Split Relationships

This feature is in the alpha tier. For more information on feature tiers, see API Tiers.

Introduction

The Split relationships algorithm is a utility algorithm that is used to pre-process a graph for model training. It splits the relationships into a holdout set and a remaining set. The holdout set is divided into two classes: positive, i.e., existing relationships, and negative, i.e., non-existing relationships. The class is indicated by a label property on the relationships. This enables the holdout set to be used for training or testing a machine learning model. Both, the holdout and the remaining relationships are added to the projected graph.

If the configuration option relationshipWeightProperty is specified, then the corresponding relationship property is preserved on the remaining set of relationships.
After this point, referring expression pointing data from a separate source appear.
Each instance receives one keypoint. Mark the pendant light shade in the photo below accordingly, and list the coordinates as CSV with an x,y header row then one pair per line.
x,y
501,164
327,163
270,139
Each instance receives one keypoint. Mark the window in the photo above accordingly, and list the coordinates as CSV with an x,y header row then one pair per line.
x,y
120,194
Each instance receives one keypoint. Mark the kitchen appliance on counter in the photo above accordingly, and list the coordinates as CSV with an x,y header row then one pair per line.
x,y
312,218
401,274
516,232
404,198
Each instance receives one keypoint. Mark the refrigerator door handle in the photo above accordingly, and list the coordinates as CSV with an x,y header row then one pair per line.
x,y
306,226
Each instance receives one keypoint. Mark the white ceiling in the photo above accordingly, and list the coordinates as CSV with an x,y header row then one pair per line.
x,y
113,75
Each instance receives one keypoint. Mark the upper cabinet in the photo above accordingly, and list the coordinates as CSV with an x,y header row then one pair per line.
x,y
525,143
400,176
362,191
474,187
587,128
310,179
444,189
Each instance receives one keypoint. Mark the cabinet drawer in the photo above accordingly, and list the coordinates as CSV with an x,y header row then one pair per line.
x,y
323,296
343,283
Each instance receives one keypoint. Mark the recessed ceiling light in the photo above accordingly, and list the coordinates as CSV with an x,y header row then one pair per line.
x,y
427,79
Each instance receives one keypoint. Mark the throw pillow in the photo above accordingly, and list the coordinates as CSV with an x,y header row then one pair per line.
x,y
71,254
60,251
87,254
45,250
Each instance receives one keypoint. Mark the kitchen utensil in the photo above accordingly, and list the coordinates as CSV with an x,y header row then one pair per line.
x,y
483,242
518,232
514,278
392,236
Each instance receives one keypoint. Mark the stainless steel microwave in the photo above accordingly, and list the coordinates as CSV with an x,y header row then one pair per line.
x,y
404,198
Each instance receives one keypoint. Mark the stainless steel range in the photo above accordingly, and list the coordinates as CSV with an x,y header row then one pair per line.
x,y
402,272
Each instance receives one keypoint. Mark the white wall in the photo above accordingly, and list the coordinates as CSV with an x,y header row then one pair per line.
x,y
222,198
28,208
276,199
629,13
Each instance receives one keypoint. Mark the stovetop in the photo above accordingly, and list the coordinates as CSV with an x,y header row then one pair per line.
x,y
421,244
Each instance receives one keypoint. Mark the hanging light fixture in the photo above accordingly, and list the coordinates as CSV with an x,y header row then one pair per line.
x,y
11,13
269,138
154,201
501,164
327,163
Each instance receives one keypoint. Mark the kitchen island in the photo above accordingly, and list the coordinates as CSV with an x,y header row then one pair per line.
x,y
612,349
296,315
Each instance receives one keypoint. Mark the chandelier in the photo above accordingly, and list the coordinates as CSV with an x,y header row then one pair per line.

Note however that the holdout set only has the label property; it is not possible to induce relationship weights on the holdout set as it also contains negative samples.

Syntax

This section covers the syntax used to execute the Split Relationships algorithm in each of its execution modes. We are describing the named graph variant of the syntax. To learn more about general syntax variants, see Syntax overview.

Split Relationships syntax per mode
Run Split Relationships in mutate mode on a named graph.
CALL gds.alpha.ml.splitRelationships.mutate(
  graphName: String,
  configuration: Map
)
YIELD
  preProcessingMillis: Integer,
  computeMillis: Integer,
  mutateMillis: Integer,
  relationshipsWritten: Integer,
  configuration: Map
Table 1. Parameters
Name Type Default Optional Description

graphName

String

n/a

no

The name of a graph stored in the catalog.

configuration

Map

{}

yes

Configuration for algorithm-specifics and/or graph filtering.

Table 2. Configuration
Name Type Default Optional Description

sourceNodeLabels

List of String

['*']

yes

Filter the relationships where the sourceNode has at least one of the sourceNodeLabels.

targetNodeLabels

List of String

['*']

yes

Filter the relationships where the targetNode has at least one of the targetNodeLabels.

relationshipTypes

List of String

['*']

yes

Filter the named graph using the given relationship types.

concurrency

Integer

4

yes

The number of concurrent threads used for running the algorithm.

jobId

String

Generated internally

yes

An ID that can be provided to more easily track the algorithm’s progress.

holdoutFraction

Float

n/a

no

The fraction of valid relationships being used as holdout set. The remaining 1 - holdoutFraction of the valid relationships are added to the remaining set.

negativeSamplingRatio

Float

n/a

no

The desired ratio of negative to positive samples in holdout set.

holdoutRelationshipType

String

n/a

no

Relationship type used for the holdout set. Each relationship has a property label indicating whether it is a positive or negative sample.

remainingRelationshipType

String

n/a

no

Relationships where one node has none of the source or target labels will be omitted. All invalid relationship are added to the remaining set.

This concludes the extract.